Having household help on the African continent is common practice. People often have a cook, a gate and/or grounds keeper, a nanny or a housekeeper. I became familiar with this practice when I visited Rwanda in 2009. We were celebrating Thanksgiving and my friend Myal asked me to make a sweet potato pie. When I entered the kitchen, the cook would not let me do anything. Each time I grabbed an ingredient, she removed it from my hand and asked what she needed to do…It was a bit frustrating but since living in Nigeria, I have become pretty comfortable in having a cook prepare my meals.

When my parents were in town, they fell in love with Olivier because he would not allow them to lift a finger in the kitchen. He cooked breakfast, lunch and dinner. Even now when I talk with them they ask about “Oliver”…they had trouble remembering the French version “Olivier.”

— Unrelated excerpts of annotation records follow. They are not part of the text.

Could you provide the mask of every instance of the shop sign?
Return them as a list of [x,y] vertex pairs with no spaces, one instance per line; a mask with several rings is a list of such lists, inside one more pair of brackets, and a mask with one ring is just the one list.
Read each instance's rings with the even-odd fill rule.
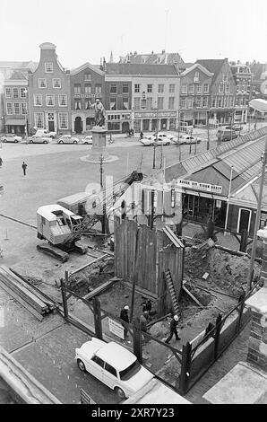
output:
[[159,119],[159,118],[176,118],[176,111],[146,111],[143,113],[134,113],[134,119]]
[[222,186],[211,185],[210,183],[202,183],[199,181],[185,180],[184,179],[177,180],[177,185],[182,188],[190,188],[194,190],[203,190],[210,193],[222,193]]
[[125,338],[124,326],[119,322],[116,322],[116,321],[111,320],[111,318],[108,318],[108,330],[120,338]]

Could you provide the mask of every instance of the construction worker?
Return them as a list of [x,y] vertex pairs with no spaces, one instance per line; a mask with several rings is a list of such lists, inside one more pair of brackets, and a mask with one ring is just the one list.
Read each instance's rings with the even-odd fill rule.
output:
[[[130,321],[129,321],[129,309],[130,309],[129,306],[127,304],[125,304],[124,309],[121,310],[121,313],[120,313],[120,319],[123,320],[127,324],[129,324],[129,322],[130,322]],[[125,337],[127,337],[127,335],[128,335],[128,330],[126,329],[126,327],[125,327]]]
[[181,339],[177,333],[178,321],[179,321],[178,315],[174,315],[174,317],[172,318],[169,323],[169,331],[170,331],[169,336],[166,338],[165,343],[168,344],[171,338],[173,338],[173,335],[176,336],[177,340]]

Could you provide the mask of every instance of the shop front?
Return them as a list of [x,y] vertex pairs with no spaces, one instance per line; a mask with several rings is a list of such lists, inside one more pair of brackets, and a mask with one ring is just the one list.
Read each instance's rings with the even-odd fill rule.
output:
[[159,130],[175,130],[177,111],[136,111],[134,116],[135,131],[155,132]]

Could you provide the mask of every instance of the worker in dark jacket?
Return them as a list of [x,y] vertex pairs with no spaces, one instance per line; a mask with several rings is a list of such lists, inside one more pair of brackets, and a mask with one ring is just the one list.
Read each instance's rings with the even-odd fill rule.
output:
[[[129,309],[130,309],[129,306],[125,304],[124,309],[121,310],[121,314],[120,314],[120,319],[125,321],[127,324],[129,324],[130,322]],[[127,335],[128,335],[128,330],[126,329],[126,327],[125,327],[125,337],[127,337]]]
[[177,333],[177,325],[178,325],[178,321],[179,317],[178,315],[175,315],[169,324],[169,336],[166,338],[165,343],[168,344],[171,338],[173,338],[173,335],[176,336],[177,340],[180,340],[181,338],[178,336]]

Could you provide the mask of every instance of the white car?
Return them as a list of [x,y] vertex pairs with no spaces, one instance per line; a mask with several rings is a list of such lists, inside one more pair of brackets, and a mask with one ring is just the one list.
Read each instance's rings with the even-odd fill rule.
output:
[[94,375],[120,399],[134,394],[153,378],[133,353],[115,341],[105,343],[92,338],[75,348],[75,359],[81,371]]
[[193,136],[193,135],[181,135],[179,136],[179,143],[183,144],[199,144],[202,138],[198,136]]
[[92,145],[92,136],[88,135],[87,136],[81,139],[81,144]]
[[33,135],[33,136],[27,137],[26,143],[27,144],[49,144],[51,141],[50,137],[46,136],[38,136]]
[[78,137],[73,137],[71,135],[63,135],[59,139],[57,139],[57,144],[79,144],[80,139]]
[[45,136],[45,137],[56,137],[56,132],[50,132],[47,129],[38,129],[35,136]]
[[4,135],[4,136],[1,137],[1,142],[14,142],[17,144],[18,142],[21,142],[22,139],[22,136],[18,136],[17,135],[14,134],[6,134]]

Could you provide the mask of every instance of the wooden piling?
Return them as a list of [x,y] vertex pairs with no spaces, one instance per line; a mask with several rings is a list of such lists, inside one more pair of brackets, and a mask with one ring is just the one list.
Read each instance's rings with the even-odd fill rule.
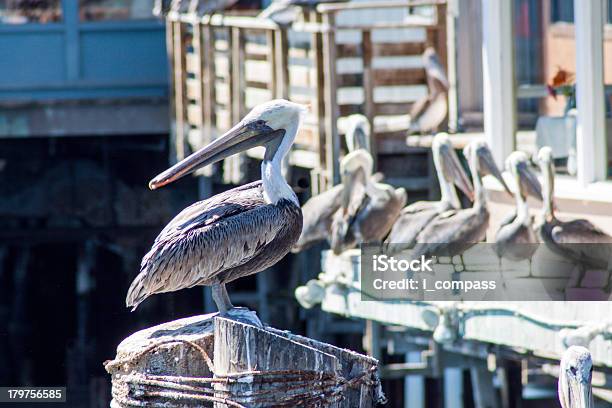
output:
[[216,314],[134,333],[105,363],[111,407],[372,407],[377,360]]

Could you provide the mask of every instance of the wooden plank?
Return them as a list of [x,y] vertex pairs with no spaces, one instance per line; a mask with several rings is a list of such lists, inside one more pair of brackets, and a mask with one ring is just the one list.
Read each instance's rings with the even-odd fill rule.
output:
[[276,52],[274,51],[274,31],[266,31],[266,52],[268,64],[270,64],[270,72],[272,73],[272,79],[270,81],[270,90],[272,96],[276,97],[279,93],[278,84],[276,82],[275,73],[278,72],[278,62],[276,60]]
[[422,85],[427,80],[422,68],[375,69],[372,75],[374,86]]
[[185,81],[185,96],[187,99],[197,101],[200,94],[200,81],[195,78],[187,78]]
[[202,28],[202,70],[204,88],[204,137],[206,143],[212,141],[212,130],[216,126],[215,121],[215,51],[213,47],[213,28],[203,25]]
[[202,126],[202,111],[199,104],[187,105],[187,123],[192,126]]
[[244,88],[246,79],[244,77],[244,37],[240,28],[231,28],[232,35],[232,62],[230,71],[232,122],[237,123],[245,114]]
[[[373,57],[421,55],[425,51],[423,42],[386,43],[372,42]],[[338,44],[338,58],[361,57],[360,44]]]
[[175,151],[177,160],[182,160],[185,158],[185,28],[181,22],[175,22],[172,31],[174,40]]
[[274,50],[276,53],[276,96],[277,98],[289,98],[289,63],[287,54],[289,49],[289,40],[287,39],[287,30],[280,28],[274,32]]
[[[369,30],[361,32],[361,44],[363,47],[363,110],[371,128],[374,127],[374,73],[372,69],[372,34]],[[374,159],[374,168],[377,168],[376,139],[374,132],[370,132],[370,153]]]
[[[328,27],[335,25],[335,16],[325,14],[323,24]],[[325,164],[329,184],[340,182],[339,153],[340,140],[338,138],[338,105],[336,88],[336,33],[327,31],[323,33],[323,70],[325,75]]]
[[[317,152],[319,153],[319,167],[325,165],[325,66],[323,57],[323,35],[321,33],[312,34],[312,48],[314,53],[315,65],[315,84],[316,94],[313,104],[313,113],[317,117]],[[322,191],[325,189],[324,177],[320,171],[317,172],[318,187]],[[324,175],[323,175],[324,176]]]

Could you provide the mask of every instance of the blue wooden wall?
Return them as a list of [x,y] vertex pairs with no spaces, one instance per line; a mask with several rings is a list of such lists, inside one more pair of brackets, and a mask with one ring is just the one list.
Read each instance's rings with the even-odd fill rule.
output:
[[79,21],[76,0],[62,9],[59,23],[0,23],[0,102],[167,96],[162,21]]

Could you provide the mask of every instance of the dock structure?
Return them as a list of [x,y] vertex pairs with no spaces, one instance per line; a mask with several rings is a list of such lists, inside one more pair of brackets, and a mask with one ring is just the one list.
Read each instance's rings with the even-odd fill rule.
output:
[[385,398],[373,358],[212,314],[136,332],[104,365],[114,408],[367,408]]
[[[427,151],[408,147],[405,134],[410,107],[426,93],[425,47],[433,46],[442,66],[448,64],[446,1],[319,4],[300,8],[288,26],[254,15],[166,15],[176,158],[229,129],[253,106],[286,98],[311,105],[289,164],[311,170],[314,194],[339,182],[339,134],[343,118],[353,113],[373,123],[371,146],[379,157],[421,157],[412,177],[396,181],[427,190]],[[226,162],[224,172],[226,181],[243,176],[235,162]]]
[[[498,406],[493,377],[501,382],[501,401],[510,404],[502,406],[517,406],[510,398],[521,395],[521,389],[529,395],[554,386],[559,359],[571,345],[589,348],[595,365],[594,395],[612,401],[609,301],[479,302],[460,296],[448,301],[372,300],[361,290],[359,250],[341,255],[325,251],[322,258],[321,274],[297,289],[298,299],[308,308],[320,304],[328,313],[365,320],[369,354],[404,356],[404,363],[381,366],[381,378],[405,379],[406,389],[413,393],[406,406],[424,398],[419,378],[439,379],[444,399],[455,395],[460,400],[453,393],[463,392],[462,387],[452,383],[457,376],[461,380],[464,370],[471,373],[472,393],[480,401],[476,406]],[[470,256],[466,259],[469,270]]]

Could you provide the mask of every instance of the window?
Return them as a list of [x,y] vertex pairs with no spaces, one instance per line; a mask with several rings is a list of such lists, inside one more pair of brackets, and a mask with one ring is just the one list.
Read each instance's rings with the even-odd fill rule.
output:
[[62,19],[60,0],[0,0],[0,23],[55,23]]
[[154,0],[79,0],[81,21],[153,18]]

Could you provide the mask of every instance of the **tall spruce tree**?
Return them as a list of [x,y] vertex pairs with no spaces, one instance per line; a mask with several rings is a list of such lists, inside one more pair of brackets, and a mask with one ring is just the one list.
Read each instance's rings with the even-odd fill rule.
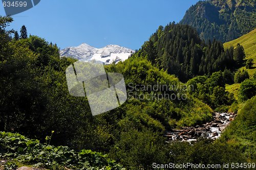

Olivier has stepped in a few times to help us with providing food for events but recently we held our first dinner party since getting married. We strategically planed for Thursday night knowing that Olivier would be around to cook.  And since he was around, we could be adventurous in our menu. We went for a Mexican theme with burritos, chips, guacamole and salsa.

Olivier was quite the team player, following new recipes and perfecting food he has never tasted. In the course of the preparation, he asked Sheila, “are the people coming Nigerian?” When she responded yes, he said, “are you sure they will eat this type of food?” It may sound like a funny question but I have learned that Nigerians love their pepe (pepper), jollof rice and swallow. While they will eat other things, their menu doesn’t deviate much from those items, much less too far off lands. But the dinner party was quite the success and the guests enjoyed the exotic cuisine.

We have set a goal to do these more often and expose our friends to other cuisines from around the world.